Paul, soon became a fan of the traditional rock fried bacon and Polar bread breakfast adding his own twist of a small squirt of BBQ sauce! We enjoyed this treat most morning and even began terming our canoe speed and bacon powered!!
Also at this site I decided to complete the tests I had previously run on my no name knife. Spoon carving requires us to use the knife for almost every type of grasp and as such is a good test of a knifes usability - the smaller the spoon the harder it is to carve - fortunately the knife performed well. As a side note here even though I tried to use my knife as often as possible I still ended up using my pocket knife much, much more. This harks back to previous article I have written and still begs the question do we really need a sheath knife for general utility work or would the traveller be better served with a pocket knife, a saw and a axe?? The debate I am sure will continue there!
Moving on we eventually reached the mid-point of our trip and paddling into a large inlet came across two other canoes - notable for two reasons, firstly these were the first other people we'd seen for 4 days and secondly because as we came around the bend into the bay both canoes turned tail and paddled for home! Odd behaviour indeed - although quite amusing too as we felt like we had entered a scene from Last of the Mohican's or some such!!
The waters of this inlet were mill pond and we, having found our stroke in unison, powered up and charged into the placid waters travelling the length of the inlet and back before locating the second Dano. The second Dano being one of two in this location. Here we also discovered who our neighbours were. 4 young German guys occupied the adjacent Dano which was located on a windy but beautifully sited head land and we concluded their mad rush back to this when we arrived was the canoeing equivalent of putting their beach towel on the sun beds!

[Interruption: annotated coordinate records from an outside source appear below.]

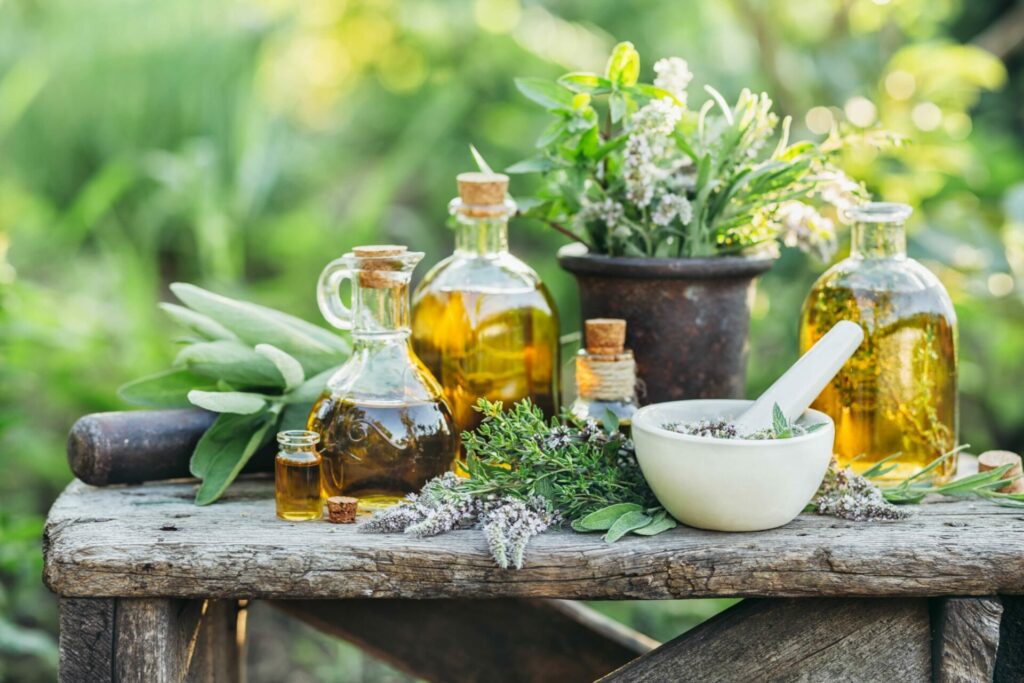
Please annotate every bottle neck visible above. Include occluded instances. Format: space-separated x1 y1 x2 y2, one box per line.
850 221 906 259
455 214 509 257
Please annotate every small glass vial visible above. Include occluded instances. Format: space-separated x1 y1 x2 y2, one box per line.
273 429 324 521
570 317 637 436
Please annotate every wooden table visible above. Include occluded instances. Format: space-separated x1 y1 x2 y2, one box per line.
44 479 1024 683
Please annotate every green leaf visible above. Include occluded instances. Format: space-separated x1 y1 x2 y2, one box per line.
604 510 650 543
505 157 555 174
579 503 643 531
189 409 278 505
515 78 572 110
604 41 640 87
256 344 306 391
174 341 284 387
188 389 266 415
118 369 215 408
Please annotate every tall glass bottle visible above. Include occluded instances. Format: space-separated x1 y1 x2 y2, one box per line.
307 246 459 509
413 173 558 430
800 202 958 479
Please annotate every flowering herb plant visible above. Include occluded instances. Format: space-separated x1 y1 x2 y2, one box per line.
507 42 872 258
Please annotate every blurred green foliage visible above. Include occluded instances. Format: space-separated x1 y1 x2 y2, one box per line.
0 0 1024 681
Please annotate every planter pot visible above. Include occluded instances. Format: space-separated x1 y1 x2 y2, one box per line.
558 244 775 403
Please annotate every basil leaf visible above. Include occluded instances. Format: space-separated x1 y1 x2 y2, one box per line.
174 341 285 387
188 390 266 415
604 510 650 543
579 503 643 531
118 368 215 408
256 344 306 391
189 410 278 505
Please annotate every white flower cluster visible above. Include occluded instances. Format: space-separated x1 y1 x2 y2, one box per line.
359 472 560 569
774 200 836 261
654 57 693 104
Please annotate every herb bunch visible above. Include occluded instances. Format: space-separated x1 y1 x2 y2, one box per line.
119 283 349 505
360 399 676 568
507 42 880 259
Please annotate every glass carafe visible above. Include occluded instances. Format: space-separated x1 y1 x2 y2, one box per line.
308 246 459 509
800 203 957 479
413 173 558 430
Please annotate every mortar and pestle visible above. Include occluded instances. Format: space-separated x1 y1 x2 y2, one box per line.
633 321 864 531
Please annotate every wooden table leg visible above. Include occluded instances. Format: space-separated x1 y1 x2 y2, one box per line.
60 598 245 683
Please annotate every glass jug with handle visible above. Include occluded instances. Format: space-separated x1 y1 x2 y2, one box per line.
307 245 459 509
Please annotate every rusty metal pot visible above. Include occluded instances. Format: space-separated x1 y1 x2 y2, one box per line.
558 244 775 403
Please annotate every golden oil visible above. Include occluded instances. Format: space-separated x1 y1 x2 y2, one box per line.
308 394 459 510
800 204 958 479
273 430 324 521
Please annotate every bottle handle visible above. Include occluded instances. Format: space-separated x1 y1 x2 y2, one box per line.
316 258 352 330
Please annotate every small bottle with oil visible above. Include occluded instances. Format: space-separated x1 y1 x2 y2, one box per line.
413 173 559 432
273 429 324 521
569 317 638 436
800 202 958 479
306 245 459 510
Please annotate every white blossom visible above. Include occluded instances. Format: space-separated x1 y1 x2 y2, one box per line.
654 57 693 104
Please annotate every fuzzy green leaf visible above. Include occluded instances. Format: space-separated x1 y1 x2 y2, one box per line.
188 389 266 415
118 369 215 408
604 511 650 543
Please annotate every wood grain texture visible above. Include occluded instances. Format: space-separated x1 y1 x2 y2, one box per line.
44 479 1024 599
933 597 1002 683
58 598 117 683
601 599 932 683
270 599 658 683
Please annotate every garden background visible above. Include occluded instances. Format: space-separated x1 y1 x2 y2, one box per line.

Here Paul's fishing patience were finally rewarded and he caught us a smashing Pike for tea - filtered and cleaned I cooked it by our favourite method - yep hot rock and roll. Cooked through on both sides I sprinkled it was chilli flakes and served on a wooden platter our Hot rock chilli pike was a tasty treat and as good as anything served in a 5 star restaurant!!
Sadly, next morning was the turning point of the trip as we now had to start heading back but the trip wasn't over yet and we still had one last night on the lake. This was actually the best location of all and we both agreed the best was saved until last. The shallow water of the inlet was clear and quiet warm allowing us both the have a wash and a splash around. Our last evening on the lake and we both sat up until around 2245 just to watch the sun set.
A sun set which burnt its way behind the hills to our west in a firey sky of golden yellows and orange - a memorable end to a great trip.
Finally our last day arrived - heavy hearts reflected the strong winds we noted blowing white caps off the lakes less than placid surface!!
Our paddle home was hard work against the wind and bow of our canoe was rising and falling to crash through the waves like a dreadnought charging through the north Atlantic swell! Sadly this also meant mugging's in the front ended up drenched ............... but much relieved we finally turned into the quiet calm of Risviken and beached our canoe - the trip was over.
Canoeing the waters of south centre Sweden was once compared to a religious experience by Ray Mears and I think I would agree with him. This trip was a great experience enjoyed in the company of one of my oldest friends!